Le lac Selby mesure 800 mètres de large par deux kilomètres de long, a une profondeur moyenne d’un mètre et une fosse de dix mètres. Il est situé à Dunham, non loin de Frelighsburg.

Les poissons du lac Selby à l'étude

Le lac Selby a été sélectionné, avec 16 autres plans d’eau, dans le cadre d’un projet provincial qui évalue l’impact des changements climatiques sur la faune aquatique des lacs.

Les 24 et 25 septembre dernier, le Service de conservation de la biodiversité et des milieux humides du ministère des Forêts, de la Faune et des Parcs du Québec (MFFP) a installé une chaîne de thermographes afin d’évaluer l’impact des changements climatiques sur la faune des lacs au Québec. Ces appareils de la taille d’une pièce de 25 ¢ mesureront la température de l’eau à différents niveaux toutes les heures pendant cinq ans. 

Ces spécialistes de la faune aquatique ont choisi le lac Selby puisqu’il répondait à certains critères, comme la présence d’un marais et d’une forêt, et, car la municipalité et l’Association de protection du lac Selby (APELS) font déjà un bon travail de préservation et de collecte de données, rapporte le président de l’APELS, François Charbonneau. 

Prélèvements

L’équipe dépêchée sur ce petit lac de 800 mètres de large par deux kilomètres de long a aussi prélevé des échantillons de plancton et d’ADNe — ADN environnemental présent dans l’eau — afin de connaître les espèces de poissons qu’on retrouve dans le lac et lesquelles sont touchées par les changements climatiques. La batterie de tests comprenait aussi la mesure du degré de pH et du taux de phosphore. 

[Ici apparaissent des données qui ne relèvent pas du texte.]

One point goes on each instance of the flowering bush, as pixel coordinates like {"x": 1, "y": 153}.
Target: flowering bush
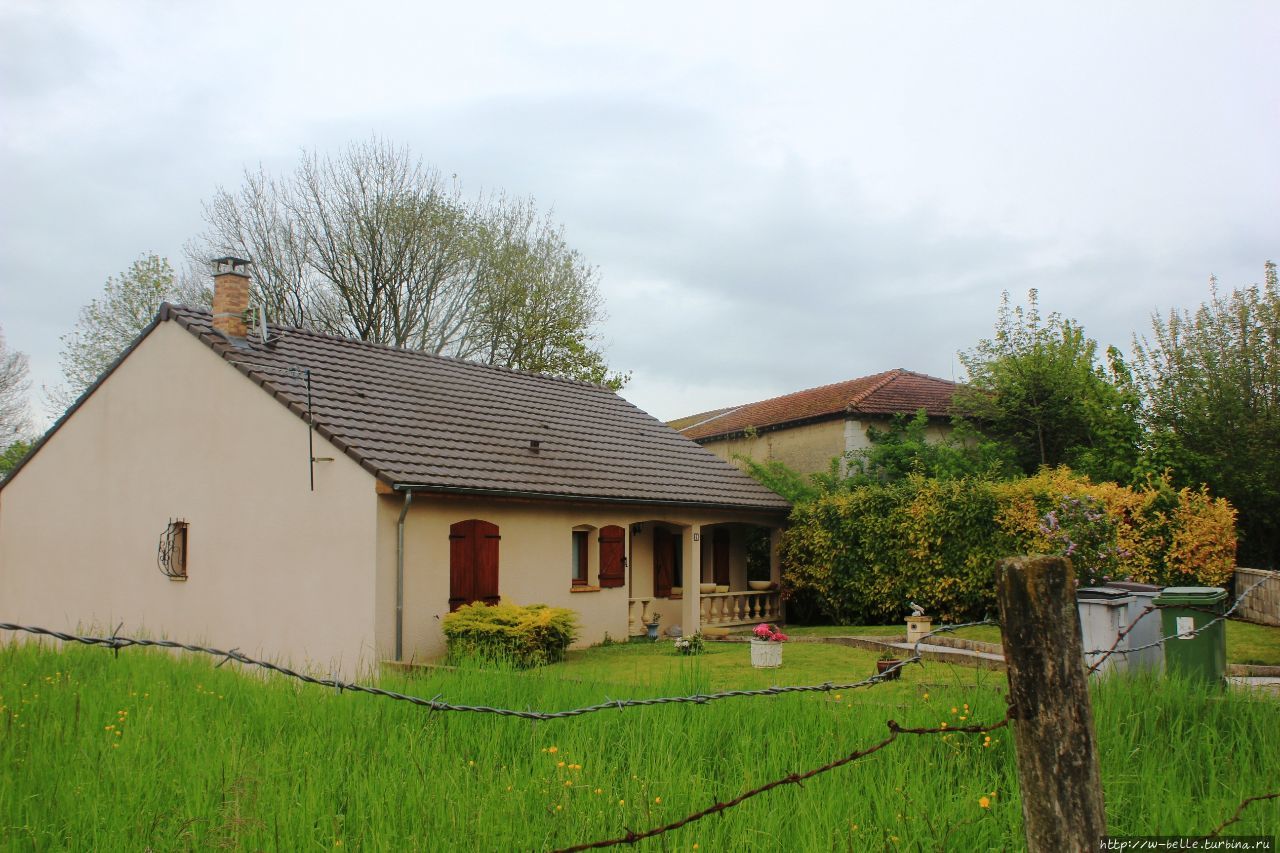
{"x": 769, "y": 633}
{"x": 1079, "y": 528}
{"x": 858, "y": 556}
{"x": 690, "y": 644}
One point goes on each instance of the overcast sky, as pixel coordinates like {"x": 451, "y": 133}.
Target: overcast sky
{"x": 777, "y": 195}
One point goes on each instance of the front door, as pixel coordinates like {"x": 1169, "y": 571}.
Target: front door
{"x": 666, "y": 561}
{"x": 472, "y": 562}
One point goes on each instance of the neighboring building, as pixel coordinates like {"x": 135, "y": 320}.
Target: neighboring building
{"x": 809, "y": 428}
{"x": 328, "y": 501}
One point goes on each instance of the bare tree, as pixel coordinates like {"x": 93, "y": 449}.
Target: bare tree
{"x": 371, "y": 243}
{"x": 108, "y": 324}
{"x": 14, "y": 384}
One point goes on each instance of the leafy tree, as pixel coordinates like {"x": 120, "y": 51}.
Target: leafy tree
{"x": 374, "y": 245}
{"x": 12, "y": 455}
{"x": 1210, "y": 384}
{"x": 14, "y": 384}
{"x": 109, "y": 324}
{"x": 1038, "y": 387}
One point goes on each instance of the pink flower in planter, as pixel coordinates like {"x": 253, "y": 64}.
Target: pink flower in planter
{"x": 769, "y": 633}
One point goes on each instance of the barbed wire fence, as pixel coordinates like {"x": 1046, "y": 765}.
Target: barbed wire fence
{"x": 1019, "y": 716}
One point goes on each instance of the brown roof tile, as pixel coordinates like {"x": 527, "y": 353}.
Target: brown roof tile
{"x": 415, "y": 419}
{"x": 883, "y": 393}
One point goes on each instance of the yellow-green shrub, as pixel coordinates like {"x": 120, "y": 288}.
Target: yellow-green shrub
{"x": 525, "y": 637}
{"x": 860, "y": 556}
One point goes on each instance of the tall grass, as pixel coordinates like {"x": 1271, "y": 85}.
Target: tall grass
{"x": 149, "y": 751}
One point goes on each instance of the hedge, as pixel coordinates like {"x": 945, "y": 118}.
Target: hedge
{"x": 524, "y": 637}
{"x": 860, "y": 556}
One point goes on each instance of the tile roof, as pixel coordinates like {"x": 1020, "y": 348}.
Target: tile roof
{"x": 444, "y": 424}
{"x": 883, "y": 393}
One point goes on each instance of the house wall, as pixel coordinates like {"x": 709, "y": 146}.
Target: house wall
{"x": 274, "y": 569}
{"x": 808, "y": 447}
{"x": 534, "y": 560}
{"x": 856, "y": 439}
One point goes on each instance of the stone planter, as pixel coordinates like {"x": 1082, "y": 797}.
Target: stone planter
{"x": 887, "y": 666}
{"x": 918, "y": 628}
{"x": 766, "y": 655}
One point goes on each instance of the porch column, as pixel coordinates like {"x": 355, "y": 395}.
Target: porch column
{"x": 776, "y": 569}
{"x": 691, "y": 607}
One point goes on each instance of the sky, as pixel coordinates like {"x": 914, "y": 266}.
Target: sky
{"x": 777, "y": 196}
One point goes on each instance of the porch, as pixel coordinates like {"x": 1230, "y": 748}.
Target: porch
{"x": 717, "y": 610}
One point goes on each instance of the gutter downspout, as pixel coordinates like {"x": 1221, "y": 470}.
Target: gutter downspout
{"x": 400, "y": 576}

Les données recueillies s’ajoutent à celles que prend déjà l’APELS en association avec l’Organisme de bassin versant de la baie Missisquoi. Les données de l’Association de protection du lac Selby sont ensuite envoyées à un laboratoire indépendant qui vérifie la qualité de l’eau et sa transparence, qui était d’ailleurs à « un niveau record [maximum] de trois mètres cette année », souligne François Charbonneau. Il note aussi l’absence de cyanobactéries, aussi appelées « algues bleues », pour l’année 2019 jusqu’à maintenant. 

Ce projet est vu comme « une excellente nouvelle pour le lac », selon le maire de Dunham, M. Pierre Janecek, qui a rappelé par voie de communiqué que près de 200 000 $ ont été investis au cours des dernières années « en réfections de rues et de fossés autour du lac » et pour l’installation de capteurs de sédiments et de bassins filtrants, des mesures qui préviennent le déversement de phosphore dans le lac, qui est la cause de la présence d’algues bleues.